Fast CUDA implementation of soft-DTW for PyTorch.
Based on pytorch-softdtw but can run up to 100x faster!
Both forward()
and backward()
passes are implemented using CUDA.
My implementation is partly inspired by "Developing a pattern discovery method in time series data and its GPU acceleration" wherein a diagonal-based implementation of the Belman recursion is proposed.
This code depends on PyTorch and Numba.
Just include soft_dtw_cuda.py
in your projects, and you should be good to go!
You can also run the included profiler/test (tested with Python v3.6), and see the speedups you'd get:
git clone https://github.com/Maghoumi/pytorch-softdtw-cuda
cd pytorch-softdtw-cuda
python soft_dtw_cuda.py
A sample code is already provided in the script. Here's a quick example:
from soft_dtw_cuda import SoftDTW
# Create the sequences
batch_size, len_x, len_y, dims = 8, 15, 12, 5
x = torch.rand((batch_size, len_x, dims), requires_grad=True)
y = torch.rand((batch_size, len_y, dims))

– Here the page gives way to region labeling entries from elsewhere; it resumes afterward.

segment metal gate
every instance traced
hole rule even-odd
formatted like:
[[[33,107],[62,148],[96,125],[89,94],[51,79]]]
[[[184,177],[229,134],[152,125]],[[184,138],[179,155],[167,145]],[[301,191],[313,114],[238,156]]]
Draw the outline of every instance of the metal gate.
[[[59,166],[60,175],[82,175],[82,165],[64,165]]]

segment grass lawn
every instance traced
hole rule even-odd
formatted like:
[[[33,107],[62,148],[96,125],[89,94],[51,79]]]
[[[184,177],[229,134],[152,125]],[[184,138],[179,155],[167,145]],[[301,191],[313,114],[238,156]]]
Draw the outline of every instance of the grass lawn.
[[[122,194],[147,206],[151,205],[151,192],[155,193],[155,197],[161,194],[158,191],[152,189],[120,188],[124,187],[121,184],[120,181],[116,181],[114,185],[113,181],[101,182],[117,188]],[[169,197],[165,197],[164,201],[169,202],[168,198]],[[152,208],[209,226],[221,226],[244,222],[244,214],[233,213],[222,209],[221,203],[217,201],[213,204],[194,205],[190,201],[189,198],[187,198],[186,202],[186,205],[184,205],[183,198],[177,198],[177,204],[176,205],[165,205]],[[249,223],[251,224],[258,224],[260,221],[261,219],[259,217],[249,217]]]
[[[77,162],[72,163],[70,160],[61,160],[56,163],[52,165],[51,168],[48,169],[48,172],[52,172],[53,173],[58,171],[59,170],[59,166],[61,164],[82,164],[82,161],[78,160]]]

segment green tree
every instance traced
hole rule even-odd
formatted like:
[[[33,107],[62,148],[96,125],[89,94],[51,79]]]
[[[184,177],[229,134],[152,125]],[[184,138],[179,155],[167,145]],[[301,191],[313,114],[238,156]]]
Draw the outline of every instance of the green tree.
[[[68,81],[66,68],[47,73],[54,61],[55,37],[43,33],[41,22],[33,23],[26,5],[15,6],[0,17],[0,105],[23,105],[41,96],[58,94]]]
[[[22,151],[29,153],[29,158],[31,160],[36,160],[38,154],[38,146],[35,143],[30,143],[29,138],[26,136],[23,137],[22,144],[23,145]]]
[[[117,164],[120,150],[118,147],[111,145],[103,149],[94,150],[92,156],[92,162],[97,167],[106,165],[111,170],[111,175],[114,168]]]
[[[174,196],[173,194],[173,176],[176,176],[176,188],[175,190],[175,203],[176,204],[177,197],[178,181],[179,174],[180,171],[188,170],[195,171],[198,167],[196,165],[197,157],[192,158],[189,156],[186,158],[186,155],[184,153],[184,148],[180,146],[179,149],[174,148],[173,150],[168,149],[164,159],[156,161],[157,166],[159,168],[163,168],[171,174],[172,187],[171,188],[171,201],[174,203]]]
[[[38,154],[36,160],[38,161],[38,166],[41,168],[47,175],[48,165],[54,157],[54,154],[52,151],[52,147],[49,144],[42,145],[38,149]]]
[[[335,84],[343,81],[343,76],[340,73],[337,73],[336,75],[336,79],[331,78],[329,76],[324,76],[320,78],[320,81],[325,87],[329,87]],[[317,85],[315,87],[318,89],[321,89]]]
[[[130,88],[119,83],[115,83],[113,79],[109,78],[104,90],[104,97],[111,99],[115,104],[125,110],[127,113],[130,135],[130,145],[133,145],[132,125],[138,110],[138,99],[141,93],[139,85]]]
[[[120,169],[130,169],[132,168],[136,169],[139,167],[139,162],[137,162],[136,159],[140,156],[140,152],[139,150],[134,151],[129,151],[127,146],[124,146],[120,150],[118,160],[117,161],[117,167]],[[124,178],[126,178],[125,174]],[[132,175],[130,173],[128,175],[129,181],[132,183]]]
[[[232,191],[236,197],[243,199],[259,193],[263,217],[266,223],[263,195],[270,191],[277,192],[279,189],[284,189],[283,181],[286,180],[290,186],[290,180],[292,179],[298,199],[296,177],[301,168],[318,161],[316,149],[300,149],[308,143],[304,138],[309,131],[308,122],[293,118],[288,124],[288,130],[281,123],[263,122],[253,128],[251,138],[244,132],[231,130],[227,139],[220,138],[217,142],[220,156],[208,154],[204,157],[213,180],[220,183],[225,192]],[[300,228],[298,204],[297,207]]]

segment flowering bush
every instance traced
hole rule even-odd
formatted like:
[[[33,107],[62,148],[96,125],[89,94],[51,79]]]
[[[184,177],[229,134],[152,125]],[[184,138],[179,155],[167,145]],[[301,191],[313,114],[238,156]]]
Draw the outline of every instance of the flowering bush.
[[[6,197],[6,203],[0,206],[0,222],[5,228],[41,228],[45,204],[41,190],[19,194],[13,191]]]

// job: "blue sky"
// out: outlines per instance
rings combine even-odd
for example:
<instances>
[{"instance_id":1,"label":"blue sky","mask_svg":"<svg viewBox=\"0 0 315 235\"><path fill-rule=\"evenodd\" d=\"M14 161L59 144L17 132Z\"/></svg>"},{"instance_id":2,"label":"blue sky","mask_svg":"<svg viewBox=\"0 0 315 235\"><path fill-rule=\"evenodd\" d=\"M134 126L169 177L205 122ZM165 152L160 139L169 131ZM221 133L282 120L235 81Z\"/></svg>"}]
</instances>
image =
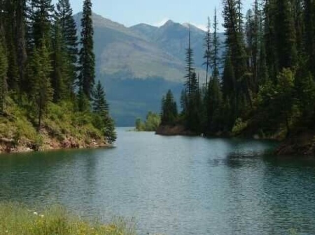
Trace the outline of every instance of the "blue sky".
<instances>
[{"instance_id":1,"label":"blue sky","mask_svg":"<svg viewBox=\"0 0 315 235\"><path fill-rule=\"evenodd\" d=\"M243 0L244 12L253 0ZM53 0L56 2L57 0ZM70 0L74 13L82 10L83 0ZM93 11L126 26L140 23L160 26L167 20L180 23L190 23L204 28L207 18L213 18L215 7L221 25L221 0L93 0Z\"/></svg>"}]
</instances>

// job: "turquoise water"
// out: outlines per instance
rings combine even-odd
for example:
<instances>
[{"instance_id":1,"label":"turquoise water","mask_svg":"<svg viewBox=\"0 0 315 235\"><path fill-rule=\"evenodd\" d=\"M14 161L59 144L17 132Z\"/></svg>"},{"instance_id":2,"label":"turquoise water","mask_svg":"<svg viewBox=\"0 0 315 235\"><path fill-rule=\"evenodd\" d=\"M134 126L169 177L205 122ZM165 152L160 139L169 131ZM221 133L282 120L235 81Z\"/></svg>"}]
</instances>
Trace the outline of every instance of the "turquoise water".
<instances>
[{"instance_id":1,"label":"turquoise water","mask_svg":"<svg viewBox=\"0 0 315 235\"><path fill-rule=\"evenodd\" d=\"M315 161L274 143L118 129L115 148L0 156L0 200L134 217L139 234L315 234Z\"/></svg>"}]
</instances>

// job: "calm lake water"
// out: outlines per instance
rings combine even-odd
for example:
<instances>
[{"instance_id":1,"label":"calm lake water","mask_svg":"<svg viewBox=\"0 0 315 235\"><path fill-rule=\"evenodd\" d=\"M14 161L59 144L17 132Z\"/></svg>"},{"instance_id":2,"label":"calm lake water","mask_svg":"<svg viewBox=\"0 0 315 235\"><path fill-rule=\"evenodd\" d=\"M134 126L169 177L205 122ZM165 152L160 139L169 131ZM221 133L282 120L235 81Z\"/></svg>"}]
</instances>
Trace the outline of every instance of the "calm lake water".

# Transfer tensors to the GPU
x = x.cuda()
y = y.cuda()
# Create the "criterion" object
sdtw = SoftDTW(use_cuda=True, gamma=0.1)
# Compute the loss value
loss = sdtw(x, y) # Just like any torch.nn.xyzLoss()
# Aggregate and call backward()
loss.mean().backward()
Checkout DeepNAG, our deep non-adversarial gesture generator. We show that a RNN-based gesture generator trained with soft DTW can outperform the same generator trained using a GAN framework.
If you use this code in your research, please cite the following publications:
@phdthesis{maghoumi2020dissertation,
title={{Deep Recurrent Networks for Gesture Recognition and Synthesis}},
author={Mehran Maghoumi},
year={2020},
school={University of Central Florida Orlando, Florida}
}
@inproceedings{maghoumi2021deepnag,
title={DeepNAG: Deep Non-Adversarial Gesture Generation},
author={Maghoumi, Mehran and Taranta, Eugene Matthew and LaViola, Joseph},
booktitle={26th International Conference on Intelligent User Interfaces},
pages={213--223},
year={2021}
}
Consider starring this repository if you find it helpful. Also, don't forget to thank the author of pytorch-softdtw for his CPU implementation.
Also, please consider contributing to this project by improving the performance, addressing existing limitations, etc. PRs are greatly welcome!
Yes! Use the bandwitdh
argument to specify the Sakoe-Chiba bandwidth to use for pruning.
It depends on your batch size and sequence length. The longer the sequences and the larger the batch size, the faster this code runs.
Here's what I get with Intel Core-i7 12700K and Titan RTX:
Profiling forward() + backward() times for batch_size=128, seq_len_a=17, seq_len_b=15, dims=2...
CPU: 0.004228143487125635
GPU: 0.0014472737908363341
Speedup: 2.9214537801325924
Profiling forward() + backward() times for batch_size=512, seq_len_a=64, seq_len_b=64, dims=2...
CPU: 0.023894597217440604
GPU: 0.003414902277290821
Speedup: 6.997154025853163
Profiling forward() + backward() times for batch_size=512, seq_len_a=256, seq_len_b=256, dims=2...
CPU: 0.5894654761068523
GPU: 0.0343648319132626
Speedup: 17.153160463425888
Note that there are tons of opportunities for optimizing this code further (e.g. various CUDA optimizations such as the use shared memory, etc.). Contributions/improvements are greatly appreciated!
Depends on the length of your inputs. Because of the sequential nature of this code, the longer your input
sequences are, the higher numerical errors become due to accumulation. Especially in the backward()
call,
you could see floating point errors of up to 1e-3
on uniform random inputs in the range [0, 1)
in the
resulting derivative tensor.
The unit tests included in soft_dtw_cuda.py
verify the results against the CPU implementation.
Some limitations are:
- All sequences in the same batch should have the same length / number of features.
- Inputs cannot have lengths longer than 1024 (due to CUDA limitations on the maximum block size). The code will warn if your sequence length is too long, and will fall-back to the CPU implementation.
- You may run out of CUDA resources if your inputs are long (but still less than 1024). See below.
This means the length of your sequences is too long, and your GPU cannot spawn a sufficient number of threads. This is related to point 4 above in the "limitations". I'm not sure if it's possible to query the CUDA device in Numba to see if launching the kernel is possible given the number of necessary threads. In these cases consider using the CPU implementation.
This project is licensed under the MIT License.